La première apparition connue d'Arthur Jugnot à la télévision se déroule pour le téléfilm de Patrick Volson intitulé « Objectif bac ». Débutant en tant que comédien à cette époque, le jeune homme s'essaye à des rôles de diverses importances et de toutes sortes. Le public français s'habitue ainsi à le voir dans de nombreuses réalisations à succès.

Après une association avec Henri Helman pour le téléfilm « Les grands frères » diffusé en 2003, Arthur Jugnot s'intéresse aux séries. On le voit ainsi tenant un rôle secondaire dans le feuilleton « S.o.s 18 ». Le jeune acteur apparaît dans l'épisode intitulé « Tête à l'envers », diffusé sur les petits écrans en 2004. Il se place alors comme étant l'un des dix acteurs préférés du public dans sa génération.

Le comédien se lance dans un nouveau projet de la télévision un an plus tard en faisant une apparition dans la série « Le juge est une femme ». Arthur Jugnot effectue également une interprétation très remarquée dans le téléfilm « Duval et Moretti ». Diffusé sur les écrans français en 2008, il marque la reconnaissance du public pour la polyvalence de l'acteur.

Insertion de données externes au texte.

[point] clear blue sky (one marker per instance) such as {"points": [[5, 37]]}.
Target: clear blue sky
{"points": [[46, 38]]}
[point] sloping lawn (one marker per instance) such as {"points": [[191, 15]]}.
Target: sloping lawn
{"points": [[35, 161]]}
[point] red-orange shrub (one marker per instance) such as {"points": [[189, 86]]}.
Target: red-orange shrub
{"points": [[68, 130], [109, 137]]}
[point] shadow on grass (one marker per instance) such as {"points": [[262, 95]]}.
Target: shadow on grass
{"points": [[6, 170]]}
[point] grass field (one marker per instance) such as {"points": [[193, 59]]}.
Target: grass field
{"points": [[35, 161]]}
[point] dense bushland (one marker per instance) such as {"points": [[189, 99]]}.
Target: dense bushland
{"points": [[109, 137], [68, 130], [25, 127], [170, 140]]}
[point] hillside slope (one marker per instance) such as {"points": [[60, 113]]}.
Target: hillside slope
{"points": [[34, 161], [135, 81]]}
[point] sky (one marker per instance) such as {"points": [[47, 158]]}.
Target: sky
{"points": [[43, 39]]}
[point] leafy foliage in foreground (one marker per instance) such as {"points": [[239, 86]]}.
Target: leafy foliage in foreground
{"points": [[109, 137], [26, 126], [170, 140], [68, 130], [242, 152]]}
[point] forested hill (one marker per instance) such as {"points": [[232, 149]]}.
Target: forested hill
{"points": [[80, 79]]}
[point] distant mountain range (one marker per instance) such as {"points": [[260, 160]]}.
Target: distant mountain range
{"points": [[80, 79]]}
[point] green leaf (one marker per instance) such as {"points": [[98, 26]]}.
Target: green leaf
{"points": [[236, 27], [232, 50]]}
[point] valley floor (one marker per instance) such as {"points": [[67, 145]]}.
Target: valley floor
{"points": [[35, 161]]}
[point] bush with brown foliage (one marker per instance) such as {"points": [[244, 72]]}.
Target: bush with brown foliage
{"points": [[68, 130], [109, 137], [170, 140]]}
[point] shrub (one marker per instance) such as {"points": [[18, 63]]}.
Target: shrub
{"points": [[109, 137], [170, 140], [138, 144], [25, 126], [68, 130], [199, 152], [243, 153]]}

Devenu l'un des meilleurs espoirs du film de l'Hexagone, Arthur Jugnot est sollicité pour tourner dans une oeuvre de Didier Delaître baptisée « Éternelle ». Ses apparitions les plus récentes à la télévision concernent un rôle d'importance dans une adaptation télévisée du film « Vidocq » puis dans un volet de la série de téléfilms « Joséphine, ange gardien ».